Closed xuzhang5788 closed 6 years ago
Hmmm, you're referring to z1 on line 48 of model_zinc.py right?:
vae_loss, z1 = self._buildEncoder(x1, latent_rep_size, max_length)
The second argument returned by buildEncoder should be a sample... Could you share your code?
I used your grammarVAE/encode_decode_zinc.py to try out.
Ah right, that's because on line 84 grammarVAE/molecule_vae.py returns the mean of the encoder:
return self.vae.encoderMV.predict(one_hot)[0]
If you change that line to:
return self.vae.encoder.predict(one_hot)
Then you will have stochastic encoding that the model is trained with.
Thank you very much.
Because the algorithm is stochastic, I think the mean of the encoder should be stochastic with small variances. But I got a constant encoding code. Can you explain it? Thanks a lot.
The encoder mean is not stochastic, for a fixed set of weights, it is fixed for each input. If however, you sample using the above code I showed, you will sample from a Gaussian with that mean, and your samples will be stochastic.

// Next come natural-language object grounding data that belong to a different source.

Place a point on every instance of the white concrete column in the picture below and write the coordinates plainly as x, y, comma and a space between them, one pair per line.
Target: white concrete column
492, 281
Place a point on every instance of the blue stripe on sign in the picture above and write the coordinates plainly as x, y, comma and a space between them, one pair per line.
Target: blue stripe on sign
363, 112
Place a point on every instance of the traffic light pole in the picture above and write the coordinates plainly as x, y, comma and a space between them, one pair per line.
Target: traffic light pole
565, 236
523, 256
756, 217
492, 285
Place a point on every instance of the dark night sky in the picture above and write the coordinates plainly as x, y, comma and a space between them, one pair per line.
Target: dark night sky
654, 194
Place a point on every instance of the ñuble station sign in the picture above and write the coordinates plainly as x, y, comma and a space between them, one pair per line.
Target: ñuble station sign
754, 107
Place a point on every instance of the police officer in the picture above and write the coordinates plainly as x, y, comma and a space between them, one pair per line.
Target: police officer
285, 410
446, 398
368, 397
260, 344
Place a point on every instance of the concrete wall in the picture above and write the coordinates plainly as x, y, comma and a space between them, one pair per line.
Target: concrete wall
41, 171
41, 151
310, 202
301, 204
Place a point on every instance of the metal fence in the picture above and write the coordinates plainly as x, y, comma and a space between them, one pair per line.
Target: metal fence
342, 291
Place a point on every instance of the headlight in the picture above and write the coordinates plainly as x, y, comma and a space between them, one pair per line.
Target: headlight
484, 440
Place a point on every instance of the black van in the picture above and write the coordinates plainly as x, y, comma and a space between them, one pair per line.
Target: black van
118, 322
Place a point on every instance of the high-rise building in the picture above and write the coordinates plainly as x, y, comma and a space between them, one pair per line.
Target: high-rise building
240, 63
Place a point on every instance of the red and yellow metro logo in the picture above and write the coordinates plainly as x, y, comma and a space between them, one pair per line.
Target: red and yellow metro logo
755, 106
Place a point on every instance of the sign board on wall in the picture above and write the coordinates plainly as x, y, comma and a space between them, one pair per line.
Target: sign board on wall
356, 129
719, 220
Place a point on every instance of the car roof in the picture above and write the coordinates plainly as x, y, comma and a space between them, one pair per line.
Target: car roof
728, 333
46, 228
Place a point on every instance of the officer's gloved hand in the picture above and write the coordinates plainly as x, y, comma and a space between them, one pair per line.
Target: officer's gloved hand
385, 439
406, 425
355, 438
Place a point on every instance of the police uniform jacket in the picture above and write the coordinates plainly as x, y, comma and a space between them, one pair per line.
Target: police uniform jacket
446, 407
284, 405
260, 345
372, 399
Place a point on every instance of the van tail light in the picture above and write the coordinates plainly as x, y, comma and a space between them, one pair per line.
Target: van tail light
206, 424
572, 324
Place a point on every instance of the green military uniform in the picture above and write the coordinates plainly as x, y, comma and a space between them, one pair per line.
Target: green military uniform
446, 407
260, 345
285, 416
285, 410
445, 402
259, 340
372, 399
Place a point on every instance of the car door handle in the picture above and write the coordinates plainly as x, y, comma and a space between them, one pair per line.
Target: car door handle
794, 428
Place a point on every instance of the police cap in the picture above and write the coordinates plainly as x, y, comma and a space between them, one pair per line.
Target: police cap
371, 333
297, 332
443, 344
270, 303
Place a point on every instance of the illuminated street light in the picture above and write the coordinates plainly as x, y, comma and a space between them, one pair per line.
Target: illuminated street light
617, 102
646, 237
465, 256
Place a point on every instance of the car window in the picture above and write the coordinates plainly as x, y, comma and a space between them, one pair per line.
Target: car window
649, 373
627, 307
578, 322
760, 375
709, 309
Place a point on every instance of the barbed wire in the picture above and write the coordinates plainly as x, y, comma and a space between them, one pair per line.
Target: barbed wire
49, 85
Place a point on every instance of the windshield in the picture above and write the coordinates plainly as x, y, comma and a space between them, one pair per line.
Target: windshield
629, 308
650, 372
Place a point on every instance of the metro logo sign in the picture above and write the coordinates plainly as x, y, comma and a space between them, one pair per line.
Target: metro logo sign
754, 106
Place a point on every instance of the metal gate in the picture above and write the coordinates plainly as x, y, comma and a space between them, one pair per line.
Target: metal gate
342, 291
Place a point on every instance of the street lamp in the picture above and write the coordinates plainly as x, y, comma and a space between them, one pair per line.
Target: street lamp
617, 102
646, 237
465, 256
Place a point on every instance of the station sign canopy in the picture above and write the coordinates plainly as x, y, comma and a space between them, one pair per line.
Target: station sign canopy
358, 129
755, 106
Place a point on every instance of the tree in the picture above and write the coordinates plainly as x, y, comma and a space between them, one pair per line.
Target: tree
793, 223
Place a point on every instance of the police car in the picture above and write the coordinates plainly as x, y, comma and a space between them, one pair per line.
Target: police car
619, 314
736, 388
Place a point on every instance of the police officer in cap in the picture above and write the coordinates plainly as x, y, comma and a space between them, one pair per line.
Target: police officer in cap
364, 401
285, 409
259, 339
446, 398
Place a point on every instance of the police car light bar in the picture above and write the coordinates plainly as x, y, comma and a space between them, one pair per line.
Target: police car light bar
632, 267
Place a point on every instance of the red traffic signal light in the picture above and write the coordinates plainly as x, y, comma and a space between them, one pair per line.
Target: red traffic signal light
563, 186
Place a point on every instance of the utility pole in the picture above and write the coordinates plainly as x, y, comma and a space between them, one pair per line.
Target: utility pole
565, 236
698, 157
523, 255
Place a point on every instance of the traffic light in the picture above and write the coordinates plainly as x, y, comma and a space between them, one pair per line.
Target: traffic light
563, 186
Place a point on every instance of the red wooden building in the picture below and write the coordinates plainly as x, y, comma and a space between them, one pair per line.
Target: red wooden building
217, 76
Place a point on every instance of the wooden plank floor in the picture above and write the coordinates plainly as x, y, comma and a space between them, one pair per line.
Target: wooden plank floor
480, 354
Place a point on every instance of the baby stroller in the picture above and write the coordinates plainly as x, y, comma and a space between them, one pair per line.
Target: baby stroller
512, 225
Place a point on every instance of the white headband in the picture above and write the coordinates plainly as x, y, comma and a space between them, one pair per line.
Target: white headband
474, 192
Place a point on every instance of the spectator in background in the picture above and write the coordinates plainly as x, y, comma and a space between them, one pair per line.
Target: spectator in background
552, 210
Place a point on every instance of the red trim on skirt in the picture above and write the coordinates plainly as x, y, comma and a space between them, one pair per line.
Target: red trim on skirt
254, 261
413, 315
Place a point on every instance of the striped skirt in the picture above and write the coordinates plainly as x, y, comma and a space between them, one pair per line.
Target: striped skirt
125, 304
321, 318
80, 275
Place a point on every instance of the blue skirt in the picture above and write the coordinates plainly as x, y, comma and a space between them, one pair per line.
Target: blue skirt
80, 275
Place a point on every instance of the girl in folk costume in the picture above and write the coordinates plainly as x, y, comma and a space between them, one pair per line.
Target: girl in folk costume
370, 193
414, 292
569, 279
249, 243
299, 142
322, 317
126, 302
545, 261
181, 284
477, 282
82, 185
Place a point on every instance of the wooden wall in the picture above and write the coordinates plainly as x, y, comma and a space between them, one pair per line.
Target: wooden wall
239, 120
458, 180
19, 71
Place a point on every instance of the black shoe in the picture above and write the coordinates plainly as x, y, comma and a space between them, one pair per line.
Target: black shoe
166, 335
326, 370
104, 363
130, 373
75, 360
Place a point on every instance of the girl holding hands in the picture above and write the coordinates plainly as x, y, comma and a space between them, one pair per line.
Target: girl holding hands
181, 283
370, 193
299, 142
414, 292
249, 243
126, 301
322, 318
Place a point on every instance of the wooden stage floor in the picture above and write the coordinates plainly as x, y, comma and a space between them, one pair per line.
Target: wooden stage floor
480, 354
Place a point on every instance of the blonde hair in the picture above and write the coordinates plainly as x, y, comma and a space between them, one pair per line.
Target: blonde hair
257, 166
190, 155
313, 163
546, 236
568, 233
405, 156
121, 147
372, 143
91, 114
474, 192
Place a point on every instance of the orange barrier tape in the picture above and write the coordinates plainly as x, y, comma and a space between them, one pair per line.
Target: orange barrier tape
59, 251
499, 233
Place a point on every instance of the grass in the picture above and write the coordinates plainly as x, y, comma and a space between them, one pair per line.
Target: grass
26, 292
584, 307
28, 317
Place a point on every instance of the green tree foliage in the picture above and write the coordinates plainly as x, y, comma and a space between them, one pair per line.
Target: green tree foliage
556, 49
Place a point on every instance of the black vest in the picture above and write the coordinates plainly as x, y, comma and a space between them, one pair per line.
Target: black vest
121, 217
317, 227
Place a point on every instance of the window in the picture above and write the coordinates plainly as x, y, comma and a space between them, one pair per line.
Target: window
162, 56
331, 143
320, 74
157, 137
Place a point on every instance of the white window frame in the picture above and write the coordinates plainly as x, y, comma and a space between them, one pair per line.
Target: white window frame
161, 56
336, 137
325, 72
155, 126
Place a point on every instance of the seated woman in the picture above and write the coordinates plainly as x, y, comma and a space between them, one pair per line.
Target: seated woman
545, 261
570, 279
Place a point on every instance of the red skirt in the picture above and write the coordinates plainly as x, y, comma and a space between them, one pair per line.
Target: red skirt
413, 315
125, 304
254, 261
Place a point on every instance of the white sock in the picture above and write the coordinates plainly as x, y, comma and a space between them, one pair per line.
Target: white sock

Thank you so much. Do you have any plans to create a tutorial for people like me who wants to use your pretrained models to generate new molecules surrounding a existed molecule with some kind of noises or between two molecules or among several molecules? I found some difficulties to use your codes. Many thanks.
Ah sorry I don't have a plan at the moment. But I would be happy to have a look over a blog post about it if you wrote one! Sorry for the confusion. Thanks for your interest in the project!!
In your paper, you said " For each molecule we encode it 10 times, and we decode each encoding 100 times (as encoding and decoding are stochastic). This results in 1000 decoded molecules for each of the 5000 input molecules"
I understand that decoding is stochastic, but when I encoded several times for a molecule, I got the same encoded code z1. When I used pretrained weights, I think encoding is not stochastic. Am I right?